A complete framework for linear filtering of bivariate signals

TL;DR

This paper introduces a comprehensive quaternion Fourier transform-based framework for linear filtering of bivariate signals, enabling physically interpretable filter design and advanced spectral synthesis with polarization properties.

Contribution

It presents a novel, complete LTI filtering framework for bivariate signals using quaternion Fourier transforms, allowing direct eigenproperty-based filter design and insights into polarization filtering.

Findings

Efficient spectral synthesis method developed.

Framework supports polarization property control.

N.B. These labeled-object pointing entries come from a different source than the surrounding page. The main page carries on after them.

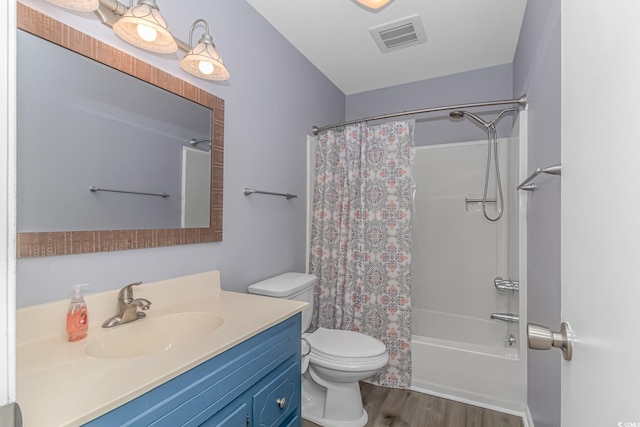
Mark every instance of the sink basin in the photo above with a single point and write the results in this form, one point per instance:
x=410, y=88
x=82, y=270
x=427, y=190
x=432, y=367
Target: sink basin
x=153, y=335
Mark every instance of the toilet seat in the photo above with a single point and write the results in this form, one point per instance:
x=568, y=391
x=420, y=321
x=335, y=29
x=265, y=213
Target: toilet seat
x=348, y=349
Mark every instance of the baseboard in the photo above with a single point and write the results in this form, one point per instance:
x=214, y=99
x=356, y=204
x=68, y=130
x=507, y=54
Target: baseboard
x=527, y=418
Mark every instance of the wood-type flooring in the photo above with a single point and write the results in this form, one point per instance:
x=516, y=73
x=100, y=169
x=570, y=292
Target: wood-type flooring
x=406, y=408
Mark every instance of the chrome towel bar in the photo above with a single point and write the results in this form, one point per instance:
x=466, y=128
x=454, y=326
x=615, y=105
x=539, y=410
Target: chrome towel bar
x=249, y=191
x=551, y=170
x=93, y=189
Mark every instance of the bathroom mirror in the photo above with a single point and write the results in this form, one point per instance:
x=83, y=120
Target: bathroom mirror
x=68, y=130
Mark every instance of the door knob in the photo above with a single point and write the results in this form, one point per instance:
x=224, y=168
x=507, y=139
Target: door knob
x=541, y=338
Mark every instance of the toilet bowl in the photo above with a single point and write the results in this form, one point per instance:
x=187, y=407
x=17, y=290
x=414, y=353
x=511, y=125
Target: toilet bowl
x=337, y=360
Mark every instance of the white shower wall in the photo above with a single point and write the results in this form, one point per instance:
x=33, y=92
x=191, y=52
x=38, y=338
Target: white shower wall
x=457, y=253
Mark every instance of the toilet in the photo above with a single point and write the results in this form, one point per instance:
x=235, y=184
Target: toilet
x=333, y=360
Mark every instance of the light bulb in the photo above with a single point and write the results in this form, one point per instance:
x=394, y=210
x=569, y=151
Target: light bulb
x=147, y=33
x=205, y=67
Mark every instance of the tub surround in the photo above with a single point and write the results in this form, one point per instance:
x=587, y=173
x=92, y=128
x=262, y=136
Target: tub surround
x=59, y=385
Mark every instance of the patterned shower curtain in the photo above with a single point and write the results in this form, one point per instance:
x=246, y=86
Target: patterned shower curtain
x=361, y=238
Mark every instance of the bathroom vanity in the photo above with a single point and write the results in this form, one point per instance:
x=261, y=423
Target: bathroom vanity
x=202, y=356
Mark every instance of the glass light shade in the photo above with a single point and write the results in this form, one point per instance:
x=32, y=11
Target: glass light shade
x=374, y=4
x=138, y=25
x=204, y=61
x=78, y=5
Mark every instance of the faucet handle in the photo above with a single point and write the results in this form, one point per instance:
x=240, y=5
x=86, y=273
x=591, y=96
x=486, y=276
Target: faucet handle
x=126, y=293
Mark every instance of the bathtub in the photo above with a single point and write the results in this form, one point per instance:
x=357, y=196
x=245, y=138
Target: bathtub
x=465, y=359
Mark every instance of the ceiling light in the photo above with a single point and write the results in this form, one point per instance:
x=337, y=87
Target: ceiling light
x=78, y=5
x=373, y=5
x=143, y=26
x=203, y=60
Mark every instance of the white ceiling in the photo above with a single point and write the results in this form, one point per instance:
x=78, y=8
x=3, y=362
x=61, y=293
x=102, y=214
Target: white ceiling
x=462, y=35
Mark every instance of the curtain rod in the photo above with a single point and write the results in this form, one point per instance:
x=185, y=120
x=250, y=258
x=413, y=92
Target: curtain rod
x=522, y=101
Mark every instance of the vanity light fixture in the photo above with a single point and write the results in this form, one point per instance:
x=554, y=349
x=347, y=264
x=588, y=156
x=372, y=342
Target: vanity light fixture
x=373, y=5
x=203, y=60
x=78, y=5
x=143, y=26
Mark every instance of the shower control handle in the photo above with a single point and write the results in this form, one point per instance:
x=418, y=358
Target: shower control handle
x=506, y=285
x=541, y=338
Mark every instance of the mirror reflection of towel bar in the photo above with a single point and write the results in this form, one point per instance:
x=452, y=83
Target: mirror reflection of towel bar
x=93, y=189
x=249, y=191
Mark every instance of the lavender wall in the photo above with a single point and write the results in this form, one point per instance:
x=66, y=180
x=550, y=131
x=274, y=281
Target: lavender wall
x=273, y=98
x=486, y=84
x=537, y=72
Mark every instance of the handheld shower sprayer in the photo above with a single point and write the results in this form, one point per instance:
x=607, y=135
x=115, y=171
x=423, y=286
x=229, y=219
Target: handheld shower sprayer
x=492, y=136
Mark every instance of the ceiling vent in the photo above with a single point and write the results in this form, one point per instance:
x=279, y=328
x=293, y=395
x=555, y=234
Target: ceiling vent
x=399, y=34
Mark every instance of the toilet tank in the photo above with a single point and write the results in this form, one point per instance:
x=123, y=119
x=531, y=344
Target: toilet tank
x=295, y=286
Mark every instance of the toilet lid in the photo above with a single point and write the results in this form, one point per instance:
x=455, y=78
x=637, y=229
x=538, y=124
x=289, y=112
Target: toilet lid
x=335, y=343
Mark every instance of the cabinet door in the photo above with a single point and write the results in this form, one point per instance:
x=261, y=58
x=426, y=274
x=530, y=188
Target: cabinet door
x=278, y=398
x=236, y=414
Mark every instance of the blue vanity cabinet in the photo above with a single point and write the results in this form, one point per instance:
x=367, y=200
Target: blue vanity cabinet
x=255, y=383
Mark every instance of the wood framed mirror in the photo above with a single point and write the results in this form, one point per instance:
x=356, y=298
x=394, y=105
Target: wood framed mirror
x=35, y=243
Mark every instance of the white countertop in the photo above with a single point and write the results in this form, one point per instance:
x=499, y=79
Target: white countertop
x=59, y=385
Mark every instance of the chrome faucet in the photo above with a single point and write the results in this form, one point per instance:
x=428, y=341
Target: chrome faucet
x=128, y=307
x=506, y=317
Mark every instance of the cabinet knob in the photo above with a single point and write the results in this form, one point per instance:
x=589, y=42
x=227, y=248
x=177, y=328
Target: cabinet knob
x=282, y=402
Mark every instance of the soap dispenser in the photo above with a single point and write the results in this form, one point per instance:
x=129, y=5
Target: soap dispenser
x=77, y=316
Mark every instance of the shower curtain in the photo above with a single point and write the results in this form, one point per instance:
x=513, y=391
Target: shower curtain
x=361, y=238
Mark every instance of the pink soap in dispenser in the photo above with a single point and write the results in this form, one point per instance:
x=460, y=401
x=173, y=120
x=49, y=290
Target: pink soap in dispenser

Numerical experiments validate theoretical results.

Abstract

A complete framework for the linear time-invariant (LTI) filtering theory of bivariate signals is proposed based on a tailored quaternion Fourier transform. This framework features a direct description of LTI filters in terms of their eigenproperties enabling compact calculus and physically interpretable filtering relations in the frequency domain. The design of filters exhibiting fondamental properties of polarization optics (birefringence, diattenuation) is straightforward. It yields an efficient spectral synthesis method and new insights on Wiener filtering for bivariate signals with prescribed frequency-dependent polarization properties. This generic framework facilitates original descriptions of bivariate signals in two components with specific geometric or statistical properties. Numerical experiments support our theoretical analysis and illustrate the relevance of the approach on synthetic data.